Harbour's wife, singer Lily Allen, was among the stars spotted in the audience of Sunday's opening night, which saw the cast receive a standing ovation. But the show has received mixed reviews from critics.
The Guardian's Arifa Akbar said "performances are magnificent across the board" but only awarded the show as a whole three stars.
"It is ultimately a play with bits of brilliance," she wrote, "aspiring for the power and reach of an Arthur Miller or Eugene O'Neill drama but falling - heroically - short."
Also awarding the show three stars, the Independent's Alice Saville said: "Harbour delivers a memorable performance as this tormented everyman, but this play isn't solidly built enough for it to hit home.
"It feels like the show's creators were so keen to knock things off at the two-hour mark that the play just ends, without resolving the assisted suicide-related moral dilemma it sets up."
Clive Davis of the Times said the first hour of the play "delivers an absorbing blend of dark and light, anguish and humour".
"Sadly, that delicate balance goes awry later," he added in his three-star review. "It's still a thought-provoking piece, but you're left wondering what might have been. Still, we get two exemplary main performances."
While some critics gave lukewarm reviews to the play, Pullman told the BBC on Sunday: "The content of it is landing curiously well [with audiences], there's something about Theresa's magic of opening people up with laughter and then hitting them hard with some aspect of how torturous it can be to live with a family.
"Part of the climate of our times is there are very brutal things that people say to each other, and you can't imagine there's any reconciliation - in a way, the world is a family that's been saying awful things to each other and been very angry with each other.
"And you think, how can this ever come together, watching this play where that division is so torturing and outrageous. But there are moments towards the end where there are some moments of reconciliation."
Playwright Rebeck has enjoyed a distinguished career in theatre, while her film and TV credits include Law & Order, LA Law and the Jessica Chastain-starring action film The 355.
Variety's David Benedict wrote: "When the second half is bent on examining everything from mental health and self-protection to scarred childhoods and assisted dying, the plot twists become ever more jarring and the form grows increasingly at war with the content.
"Despite the light touch of the hard-working cast, the play's over-inflated highs and lows are like eating a meal of sugary food: It provides a rush, but leaves you unsatisfied."
In another three-star review, The Telegraph's Dominic Cavendish said he "wanted to love it more".
"The dark comedy draws you in, but hits the snag of leaving you a bit high and dry when you yourself are required to care.
"As the damaged man-child, Harbour delivers the requisite goods: hefty, forceful, brooding, tilting between sardonic intensity, petulance and yowling rage. As his dad, however, Pullman often seems more sweetly helpless than residually noxious."
But Broadway World's Jonathan Marshall was more positive: "Audiences are gifted a pacey, provocative and pithy production that pleasingly lives up to its hype.

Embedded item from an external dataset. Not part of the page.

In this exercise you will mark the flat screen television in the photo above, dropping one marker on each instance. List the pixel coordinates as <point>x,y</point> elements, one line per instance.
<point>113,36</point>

"There is a great deal packed into the play, yet Rebeck, the cast and creatives ensure it is all excavated and executed in the most dramatically engaging of ways."
Harbour is also currently appearing in Netflix's sci-fi horror Stranger Things, the latest episodes of which are due to be released on Friday.
The first half of the fourth series, released earlier this month, prompted a resurgence of the Kate Bush song Running Up That Hill, which topped the chart decades after its original release.
The song is currently spending its second week at number one, and is used repeatedly in the series during pivotal moments of one character, Max.
Speaking to the BBC on Sunday, Harbour joked: "I mean, I can't believe she hasn't been number one for decades! That song, and she, are so damn good. But yeah, man, it's the zeitgeist, we know how to bring back that 80s music like nobody else."
Mad House, which is directed by Moritz von Stuelpnagel, is playing at London's Ambassadors Theatre until 4 September.